There’s also built-in search (opens in the default Web browser) that uses several popular Torrent search engines. As well as Google. And you can add more engines. You can also create your own Torrents. There’s also includes an auto-update feature. And not only downloads its tiny (typically 30-35 kB) updates but installs them and restarts. You can download and apply updates even with active torrent transfers.
As proof of its efficiency and speed, a 1.2 GB (legal) Linux operating system torrent I’d semi-given up on as for nearly 3 weeks was downloaded almost immediately by uTorrent. The transfer had stalled out at 98.7% done. Except that as this was an ISO file, until I downloaded it in full I couldn’t burn a bootable CD-R from it. Before using uTorrent, I’d tried unsuccessfully with BitComet (on Windows) and Azureus (on Linux).
And to playback all those MP3s. And some MP4 and MPC files. I used to use the free Coolplayer that combines a tiny system footprint with an 8-band equalizer. And an internal, very responsive sound output control. Plus support for skins. Unfortunately development seems have stalled for a while. And several plugins too are on longer available.
And then I chanced upon the also-free XMPlay that supports formats as diverse as OGG, MP3, WMA, WAV, CDA, MO3, IT, XM, S3M, MTM, MOD and UMX. And can support more using a range of freely available add-ins. It also supports most Winamp DSP plugins. As well as skins.
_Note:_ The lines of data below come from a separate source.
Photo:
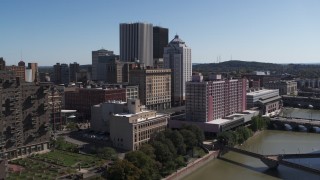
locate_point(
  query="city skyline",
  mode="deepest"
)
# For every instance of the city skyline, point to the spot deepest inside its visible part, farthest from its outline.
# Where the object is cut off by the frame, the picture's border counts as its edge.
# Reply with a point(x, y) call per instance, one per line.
point(67, 31)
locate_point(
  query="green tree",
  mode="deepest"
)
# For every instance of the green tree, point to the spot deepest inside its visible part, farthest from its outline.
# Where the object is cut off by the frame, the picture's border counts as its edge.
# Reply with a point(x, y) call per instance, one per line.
point(123, 170)
point(189, 137)
point(148, 166)
point(197, 131)
point(107, 153)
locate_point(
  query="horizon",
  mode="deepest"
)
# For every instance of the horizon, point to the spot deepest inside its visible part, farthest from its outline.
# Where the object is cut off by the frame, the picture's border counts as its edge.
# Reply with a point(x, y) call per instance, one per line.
point(67, 31)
There’s a separate BassMOD version for Linux, Mac OSX and PocketPC users
This is a feature-rich player with integrated sound shaping including both a 5-band equalizer, as well as reverb, and surround sound. And a very interesting dynamic limiter that boosts quiet passages and limits loud ones. Initially it seems a bit odd but the setting is perfect for background music. You can even see the limiter decreasing and increasing the track volume in real-time. XMPlay supports 32/24-bit/multi-channel output along with volume boost.
What really interested me in this player is its ability (via plug-ins) to support MPx archived files. Imagine storing your music collection in Zip, ARC, RAR, LHA, PP and 7z compressed files. And being able to listen to the archive file contents automatically without needing to decompress the files as is needed with other players including the Winamp. Read the details here and download a copy too. There’s a separate Guide site that offers add-on and plug-in collections.
And finally here’s news of a new Firefox 1.5 browser exploit. A web page with a very long page title like the Proof of Concept that uses 2.5 million characters. The concept page causes the browser to stop responding. The Mozilla Foundation recommends a restart before manually deleting the page from the browser cache. Or emptying the entire cache. If that too doesn’t work, manually delete history.dat file.
That’s it for this week. More later. Until then stay safe!